WASHINGTON, Jan. 26, 2015 – Farm programs will cost $18 billion more over the next decade than previously estimated, due to lower commodity prices and a surge in demand for livestock disaster assistance, congressional budget analysts say.

The farm bill that President Obama signed into law a year ago revived a lapsed disaster aid program and created new subsidy systems to protect producers of grain, oilseed and other crops from a developing downturn in market prices.

Mandatory spending for agricultural programs reached $19 billion in fiscal 2014, $1 billion more than the Congressional Budget Office forecast last August. The programs' costs are expected to dip to $11 billion for this fiscal year, which ends Sept. 30, before jumping to $16 billion in 2016 and $19 billion in 2017.

In August, CBO expected spending on those programs to fall to $12 billion this year, rise to $15 billion in 2016 and then remain at about $14 billion a year.

“The relatively high spending last year included significant payments for livestock disaster assistance for drought-related losses since 2012 and crop insurance payments for crop losses in 2013,” CBO said in its new economic and budget outlook.

The higher costs for commodity programs have been widely expected as producers start receiving payments under the new Agricultural Risk Coverage and Price Loss Coverage programs.

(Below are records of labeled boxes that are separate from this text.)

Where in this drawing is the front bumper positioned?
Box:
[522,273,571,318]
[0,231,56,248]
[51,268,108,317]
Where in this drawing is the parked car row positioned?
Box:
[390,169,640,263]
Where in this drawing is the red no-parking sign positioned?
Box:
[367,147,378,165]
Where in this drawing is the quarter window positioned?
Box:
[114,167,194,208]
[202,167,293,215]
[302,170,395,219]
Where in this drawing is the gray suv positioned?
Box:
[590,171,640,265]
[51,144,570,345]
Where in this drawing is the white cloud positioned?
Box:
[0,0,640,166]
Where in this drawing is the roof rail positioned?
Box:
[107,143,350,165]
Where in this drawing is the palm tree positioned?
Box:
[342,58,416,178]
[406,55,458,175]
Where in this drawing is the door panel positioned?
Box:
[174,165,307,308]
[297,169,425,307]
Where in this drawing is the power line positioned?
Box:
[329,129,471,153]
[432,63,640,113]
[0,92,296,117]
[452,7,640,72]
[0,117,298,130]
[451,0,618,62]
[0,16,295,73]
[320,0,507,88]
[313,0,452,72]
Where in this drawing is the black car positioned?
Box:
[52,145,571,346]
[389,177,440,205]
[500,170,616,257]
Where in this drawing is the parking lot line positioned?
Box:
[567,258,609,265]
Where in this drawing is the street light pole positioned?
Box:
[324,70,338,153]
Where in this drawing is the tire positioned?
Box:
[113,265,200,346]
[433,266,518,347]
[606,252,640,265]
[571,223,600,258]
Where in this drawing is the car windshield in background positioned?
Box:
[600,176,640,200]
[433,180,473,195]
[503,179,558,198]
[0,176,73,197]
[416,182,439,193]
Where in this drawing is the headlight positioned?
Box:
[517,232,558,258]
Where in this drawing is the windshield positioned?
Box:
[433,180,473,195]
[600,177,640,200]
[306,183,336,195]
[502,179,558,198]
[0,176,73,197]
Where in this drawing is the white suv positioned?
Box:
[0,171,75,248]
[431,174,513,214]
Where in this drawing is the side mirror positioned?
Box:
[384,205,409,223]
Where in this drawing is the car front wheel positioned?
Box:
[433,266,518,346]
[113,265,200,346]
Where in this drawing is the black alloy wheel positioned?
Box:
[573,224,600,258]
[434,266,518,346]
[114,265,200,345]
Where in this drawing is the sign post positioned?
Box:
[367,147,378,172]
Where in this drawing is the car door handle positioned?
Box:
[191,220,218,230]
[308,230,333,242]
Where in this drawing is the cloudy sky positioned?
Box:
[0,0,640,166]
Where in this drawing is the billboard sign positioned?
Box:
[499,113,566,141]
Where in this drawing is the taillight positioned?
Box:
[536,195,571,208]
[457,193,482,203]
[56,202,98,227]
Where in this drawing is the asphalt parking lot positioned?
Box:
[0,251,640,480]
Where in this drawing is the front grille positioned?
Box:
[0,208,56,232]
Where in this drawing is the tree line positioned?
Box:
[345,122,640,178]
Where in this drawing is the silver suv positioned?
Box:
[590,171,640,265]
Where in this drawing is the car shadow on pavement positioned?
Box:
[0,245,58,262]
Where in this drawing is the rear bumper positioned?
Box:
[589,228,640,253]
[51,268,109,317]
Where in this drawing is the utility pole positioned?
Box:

CBO expects the cost of the Supplemental Nutrition Assistance Program, formerly known as food stamps, to rise from $76 billion in fiscal 2014 to $78 billion this year with 46 million people receiving benefits. Some 46.7 million people were on SNAP rolls as of October, the latest month for which data are available.

CBO continues to expect that number to gradually decline in coming years, but the average benefits will increase annually because of inflation adjustments. CBO’s long-term projection is that the program will shrink to 33 million recipients at a cost of $75 billion a year by 2025.

In the larger picture, CBO is forecasting that the federal budget deficit will hold steady relative to the size of the economy through 2018 but then begin to grow as government spending increases outstrip revenue.
 
The deficit this year is estimated at $468 billion, or about 2.6 percent of GDP. By 2025, the deficit is expected to reach $1.1 trillion, or 4 percent of GDP.
 

Spending is expected to rise from 20 percent to 22 percent of GDP over the next decade, due in large part to higher Social Security and Medicare spending, the expansion of federal health increase subsidies, increased health-care costs and rising interest rates on government debt.